Was it the right thing to do? “What would YOU do?” Some people cannot go on after the death of a loved one. They just die of a broken heart. But in most cases, especially with those people who have a strong faith, they get through it. As hard as it is to believe at the time, those feelings of loss heal somewhat. At times even good comes from what was seemingly a totally worthless and tragic situation. One could hardly argue that anything good could have come out of Joseph Orleck dying on that day in 1943. But Joe in his death has established a legacy for the future that resulted in not only a gallant ship with his name but a feeling of pride and loyalty by the men who served on his ship for their country.
In the last sentence of the above mentioned article, Ethel asked if she did right. There are some people who die, having wasted their life, and there is little to remember.

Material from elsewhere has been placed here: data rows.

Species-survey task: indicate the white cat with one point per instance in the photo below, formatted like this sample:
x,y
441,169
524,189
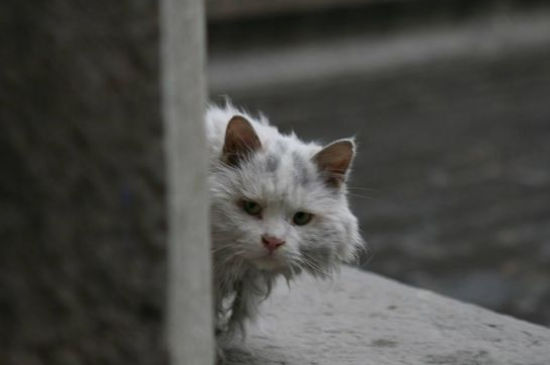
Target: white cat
x,y
278,207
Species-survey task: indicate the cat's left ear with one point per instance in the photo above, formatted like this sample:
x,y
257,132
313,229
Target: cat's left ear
x,y
335,160
240,140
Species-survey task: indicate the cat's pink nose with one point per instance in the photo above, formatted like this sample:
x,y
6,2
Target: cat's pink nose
x,y
272,243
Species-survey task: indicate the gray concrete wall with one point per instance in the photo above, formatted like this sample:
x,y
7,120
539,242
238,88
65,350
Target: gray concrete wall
x,y
364,319
82,213
189,315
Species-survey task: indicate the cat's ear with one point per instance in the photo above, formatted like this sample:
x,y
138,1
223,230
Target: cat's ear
x,y
335,160
240,140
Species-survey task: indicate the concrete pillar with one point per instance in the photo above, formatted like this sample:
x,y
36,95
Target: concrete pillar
x,y
189,317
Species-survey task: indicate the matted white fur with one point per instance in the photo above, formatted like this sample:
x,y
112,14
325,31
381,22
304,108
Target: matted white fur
x,y
283,177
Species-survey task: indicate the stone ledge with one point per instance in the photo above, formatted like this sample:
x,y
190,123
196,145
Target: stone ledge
x,y
362,318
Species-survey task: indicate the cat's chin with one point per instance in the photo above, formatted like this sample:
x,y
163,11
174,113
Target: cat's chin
x,y
268,263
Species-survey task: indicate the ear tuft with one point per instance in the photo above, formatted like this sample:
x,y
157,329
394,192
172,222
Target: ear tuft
x,y
334,161
240,140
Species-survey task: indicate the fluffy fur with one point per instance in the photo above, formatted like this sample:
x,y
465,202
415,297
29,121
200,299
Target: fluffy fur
x,y
283,175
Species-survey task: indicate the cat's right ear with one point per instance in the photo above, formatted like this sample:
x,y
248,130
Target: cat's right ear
x,y
240,141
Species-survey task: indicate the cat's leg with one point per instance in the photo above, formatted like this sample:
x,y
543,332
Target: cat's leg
x,y
249,294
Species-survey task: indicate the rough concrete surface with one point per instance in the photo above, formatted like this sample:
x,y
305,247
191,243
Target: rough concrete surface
x,y
451,183
362,318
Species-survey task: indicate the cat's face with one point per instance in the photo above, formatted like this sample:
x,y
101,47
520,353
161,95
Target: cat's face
x,y
280,205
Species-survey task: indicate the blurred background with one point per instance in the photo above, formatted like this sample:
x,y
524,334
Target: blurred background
x,y
450,104
449,101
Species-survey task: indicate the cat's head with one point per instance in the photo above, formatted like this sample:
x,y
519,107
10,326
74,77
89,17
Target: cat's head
x,y
280,204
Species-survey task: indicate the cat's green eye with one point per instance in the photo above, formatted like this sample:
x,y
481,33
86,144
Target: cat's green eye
x,y
251,207
302,218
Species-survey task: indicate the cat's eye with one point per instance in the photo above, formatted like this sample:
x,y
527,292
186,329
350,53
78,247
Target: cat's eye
x,y
251,207
302,218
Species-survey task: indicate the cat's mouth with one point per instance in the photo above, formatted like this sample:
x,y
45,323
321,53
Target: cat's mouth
x,y
268,262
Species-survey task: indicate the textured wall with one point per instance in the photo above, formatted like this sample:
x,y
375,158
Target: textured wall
x,y
82,220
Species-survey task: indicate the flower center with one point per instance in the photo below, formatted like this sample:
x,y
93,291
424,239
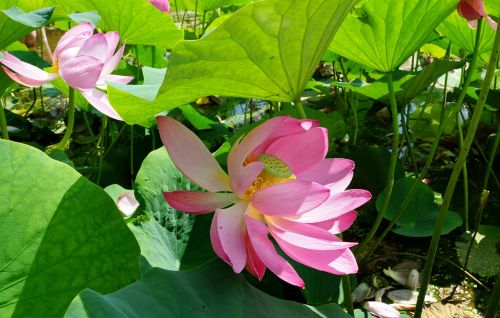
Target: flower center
x,y
275,171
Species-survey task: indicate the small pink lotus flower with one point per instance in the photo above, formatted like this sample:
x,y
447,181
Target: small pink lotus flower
x,y
162,5
472,10
83,60
279,183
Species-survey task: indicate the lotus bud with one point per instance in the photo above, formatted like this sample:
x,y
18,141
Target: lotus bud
x,y
381,309
127,203
413,281
399,276
361,293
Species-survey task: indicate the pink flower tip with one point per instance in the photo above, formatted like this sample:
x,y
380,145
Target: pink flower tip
x,y
473,10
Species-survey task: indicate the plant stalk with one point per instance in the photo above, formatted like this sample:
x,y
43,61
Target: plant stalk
x,y
3,120
490,72
63,144
392,164
495,298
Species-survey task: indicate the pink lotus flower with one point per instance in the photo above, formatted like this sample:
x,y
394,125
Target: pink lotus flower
x,y
162,5
83,60
472,10
279,183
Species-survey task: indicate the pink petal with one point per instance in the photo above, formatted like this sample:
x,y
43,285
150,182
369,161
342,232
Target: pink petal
x,y
305,235
254,143
74,37
191,156
112,39
289,198
335,173
301,151
96,46
100,101
338,224
338,262
113,62
381,309
199,202
81,72
257,232
336,205
240,180
29,82
231,233
216,244
127,203
254,264
27,74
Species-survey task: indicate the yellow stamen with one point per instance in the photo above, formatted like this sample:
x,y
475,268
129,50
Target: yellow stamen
x,y
268,176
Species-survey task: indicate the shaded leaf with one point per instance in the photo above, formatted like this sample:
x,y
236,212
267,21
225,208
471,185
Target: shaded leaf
x,y
212,290
485,255
64,234
19,23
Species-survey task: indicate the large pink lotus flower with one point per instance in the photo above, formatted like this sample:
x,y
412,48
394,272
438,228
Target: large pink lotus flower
x,y
162,5
279,183
472,10
83,60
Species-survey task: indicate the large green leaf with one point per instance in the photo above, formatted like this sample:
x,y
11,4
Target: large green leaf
x,y
157,175
138,22
463,37
15,23
421,214
131,101
212,290
207,5
267,50
421,203
407,85
60,233
383,34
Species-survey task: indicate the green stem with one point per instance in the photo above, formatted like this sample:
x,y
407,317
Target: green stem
x,y
100,148
132,154
195,16
495,298
346,286
392,164
63,144
492,158
354,106
3,120
300,109
203,27
464,174
490,72
406,131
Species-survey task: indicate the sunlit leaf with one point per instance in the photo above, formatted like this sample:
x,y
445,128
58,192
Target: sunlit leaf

Yet there are some lives that after they end are celebrated because of what they did accomplish and the celebration comes in the memories of those that are left behind. Joe led such a life. He was a fine person, a hero and a credit to our country. In asking the question even Ethel must have had doubts. If wrong, she was most likely driven by a misguided love of a daughter for her mother.
An interesting side story was revealed by John Marshall Prewett, Attorney at Law (Retired). In a letter he wrote the following:
“I read of the proposed reunion of the U.S.S. ORLECK (DD 886) and it brought back some memories. We were operating out of San Diego. I went to L.A. for the weekend. I caught a cab, and I noticed that the driver’s identification said his name was Ben Orleck. So, I told him there was a destroyer in the squadron by the name of ORLECK. He did not know about the ship, but told me the story of his brother Joe Orleck’s heroic actions for which he had received decorations posthumously, in the Navy, at (I believe) the Anzio landing.
So, I wrote down his name and address, and when I got back to San Diego I went to the ORLECK and read about who it was named for, and it was the same information that Ben Orleck had told me. So, I wrote to him about it, and told the captain of the ORLECK. I had told Ben Orleck that it was probably a different guy because the Navy would have notified next of kin if there was to be a ship named for him. Ben Orleck said that the family had not had good relations with Joe Orleck’s widow, and had no contact with her for sometime…I ran into the officer who relieved me some time later, and he told me that the Navy had just notified next of kin who was Joe Orleck’s widow, and she had not notified his mother and brothers and sister.”
At first it may be difficult to understand the motives for Joe Orleck’s widow, Gertha, not notifying the brothers and sister, but a very logical reason stands out once the facts of the deception are known. If the lie was to be maintained then Ben and Ethel Orleck probably went out of their way to keep Gertha from talking to or seeing Joe’s mother. It is easy to understand why communications might have been severed. If this be so, then the deception affected many people and also kept Joe’s brothers and sister from celebrating his heroism and remembrance by his country. It kept a grieving wife from comforting and being comforted. And it is most sad indeed that Mrs. Orleck did not get to experience the pride and joy that she would have gotten knowing that her son did such heroic acts for his country and his country recognized and honored him in the way it did. “What would YOU do?”